Another historical fact given by Giani Jang Singh in his “Amritsar Sifti Da Ghar” (Amritsar: The City of Values), published by the Sikh Itihas Research Board (SGPC) in 1977, claimed that Bulleh Shah (1680-1758) had once visited Harmandar Sahib. Quoting one of his “Qafis”, the author claimed that Bulleh Shah had praised the serving of “langar” (community kitchen) and performance of kirtan in the Sikh shrine. However, no wall of the Sikh Museum of Harmandar Sahib adorns the picture of Bulleh Shah nor is any other historical reference available to authenticate the version of Giani Jang Singh. 
Bulleh Shah was one of the greatest Sufi poets of Punjab and was so unorthodox in his life that he was refused burial in the community graveyard by the Muslim priest after his death. 
Baba Farid (1173 -1266) is another Sufi poet who is considered as the “first poet” of Punjabi language. Nawab Habeeb Jang Bahadur of Hyderabad, direct descendant of Baba Farid, visited Harmandar Sahib during the quadri-centennial celebrations of the installation of Guru Granth Sahib. He was honoured with a “siropa” (robe of honour) by the Shiromani Akali Dal supremo, Mr Parkash Singh Badal. Baba Farid was a mystic and belonged to the radical Sufi Chishti School. He built his poetry on simple expressions based on folk traditions. The Muslim Rababis used to perform kirtan in Harmandar Sahib till the formation of the SGPC in 1925. Ghulam Mohammad Chaand ( from the family of Bhai Mardana) during his recent visit to Amritsar was disheartened to know that he could not perform kirtan in the sanctum sanctorum of Harmandar Sahib like his forefathers did. His paternal uncle, Bhai Chaand, was the “Hazoori Raagi” of the Golden Temple before Partition.

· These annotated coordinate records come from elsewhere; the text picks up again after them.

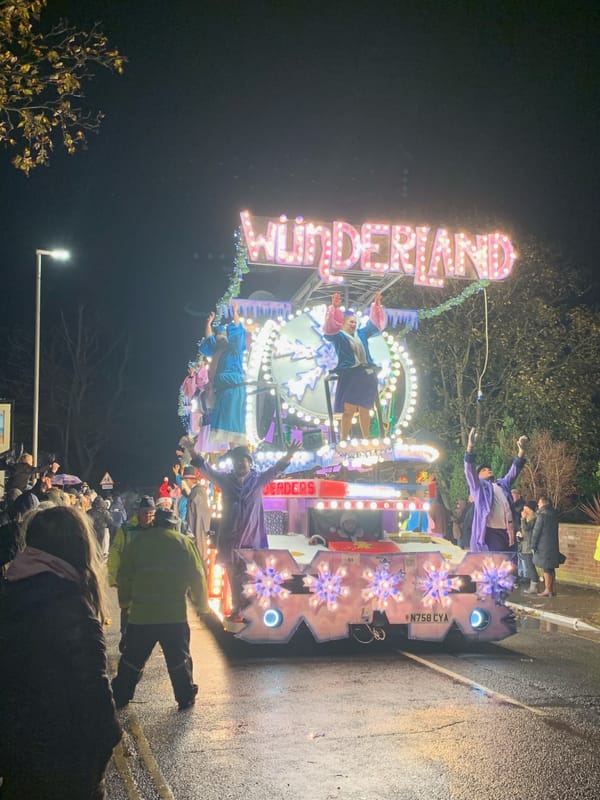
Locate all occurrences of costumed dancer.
[198,303,246,451]
[465,428,528,557]
[192,442,302,619]
[323,292,386,439]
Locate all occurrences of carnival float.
[179,211,515,643]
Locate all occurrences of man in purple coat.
[192,442,302,617]
[465,428,527,553]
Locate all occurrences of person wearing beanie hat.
[183,465,211,563]
[138,494,156,511]
[87,495,112,558]
[192,442,302,618]
[517,501,539,594]
[464,428,528,561]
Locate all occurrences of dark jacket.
[531,505,560,571]
[6,461,35,494]
[0,572,121,800]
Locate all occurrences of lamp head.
[50,249,71,261]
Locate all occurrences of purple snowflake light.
[471,558,515,600]
[303,561,350,611]
[243,558,291,608]
[362,562,404,611]
[417,562,462,607]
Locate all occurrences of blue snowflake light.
[303,561,350,611]
[243,558,291,608]
[362,561,404,611]
[471,558,515,600]
[417,562,462,607]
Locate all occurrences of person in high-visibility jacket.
[112,511,207,710]
[106,495,156,652]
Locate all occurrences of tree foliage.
[386,234,600,499]
[0,305,130,479]
[0,0,126,175]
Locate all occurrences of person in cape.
[198,303,246,451]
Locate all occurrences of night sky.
[0,0,600,482]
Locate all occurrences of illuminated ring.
[246,305,417,444]
[263,608,283,628]
[469,608,492,631]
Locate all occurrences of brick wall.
[556,523,600,588]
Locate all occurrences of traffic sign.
[100,472,115,489]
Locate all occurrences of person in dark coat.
[517,501,539,594]
[0,506,121,800]
[458,495,475,550]
[531,495,564,597]
[88,497,113,558]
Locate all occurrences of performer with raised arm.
[465,428,528,558]
[192,442,302,619]
[198,303,246,451]
[323,292,386,439]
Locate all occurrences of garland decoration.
[215,228,250,323]
[417,280,491,319]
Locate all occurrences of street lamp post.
[31,250,70,467]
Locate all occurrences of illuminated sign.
[240,211,517,286]
[263,481,317,497]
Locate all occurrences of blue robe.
[198,322,246,449]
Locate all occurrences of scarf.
[6,547,81,583]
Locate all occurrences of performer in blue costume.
[323,292,386,439]
[198,303,246,451]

*Frontier Gandhi’s visit* While Dr A.P.J. Abdul Kalam, President of India, visited Harmandar Sahib on the quadri-centennial (400th) celebrations of Guru Granth Sahib, Khan Abdul Gaffar Khan, popularly known as “Frontier Gandhi”, paid obeisance at the Sikh shrine in 1969 to mark the 500th birth anniversary of Guru Nanak Dev. He was bestowed with a “siropa” (robe of honour) by Sant Fateh Singh.



*Pak writer’s view* A Pakistan-based Punjabi writer, Iqbal Qaiser, in his “Historical Sikh Shrines in Pakistan” writes: “Sain Mian Mir Ji was born at Sevastan (Sindh) in 1531 AD. Guru Arjun Dev got the foundation stone of Harmandir Sahib laid by Mian Mir on 1st Magh, Samvat 1647 (3rd January 1588 AD). Mian Mir raised slogans to mourn the martyrdom of Guru Arjun Dev. At the command of Maharaja Ranjit Singh the tomb was repaired, renovated and Rs 500 was granted from the royal exchequer. Maharaja used to come to the fair every year and made large contributions”.


*Pir Syed Mohammad Ryan Chisti, Gaddi Nassin Ajmer Sharif:* “Visit to this gurdwara gave a feeling that it is an abode of God.” 
*Dr M.Rahman, Administrator, Punjab Wakf Board:* “A unique experience of its own kind. It is a place of total edification and unparallelled upliftment.” 
*A.A. Siddiqui, former DGP, Punjab: *“It is amazing to see peace and tranquility in such a sea of humanity where everyone is busy in talking to God through his greatest prophet of peace, Guru Nanak. God bless all of us through the divine blessings of the Guru. Amen.” *Aitzaz Hasan, Member, National Assembly, Pakistan:* “This is a sacred soil — sacred to all humanity — to all peoples, nations and religions. This is a place where light that lit up the path to all religions — Muslims, Hindus and Christians — originated.”


*Earliest tradition* 
The renowned Sikh historian and author of “The Golden Temple: Past and Present”, writes: “According to the earliest Sikh tradition, the foundation stone of the Harmander was laid by Guru Arjan himself. A mason, so goes the story, accidentally displaced the brick (the foundation stone). On seeing this, the Guru prophesized that the foundation would be laid again in the near future. This version of Bhai Santokh Singh is carried by almost all subsequent Sikh sources right up to the twentieth century ….” 
The author further writes: “The story of Mian Mir having laid foundation of Harmander appears amongst the Persian sources for the first time in Bute Shah’s, ‘Tawarikh-I-Punjab’… The real objective of the author (Bute Shah) was to eradicate any chance of animosity between Sikhs and Muslims after fall of Sikh Kingdom…” “The first recorded reference to this version in European sources is to be met immediately in, “The Punjab notes and queries”. It records: ‘The foundation stone was laid by Mian Mir...’ The contributor of the entry, E. Nicholl, (Secretary, Municipal Committee, Amritsar) does not cite any authority, he merely states the facts”.


----------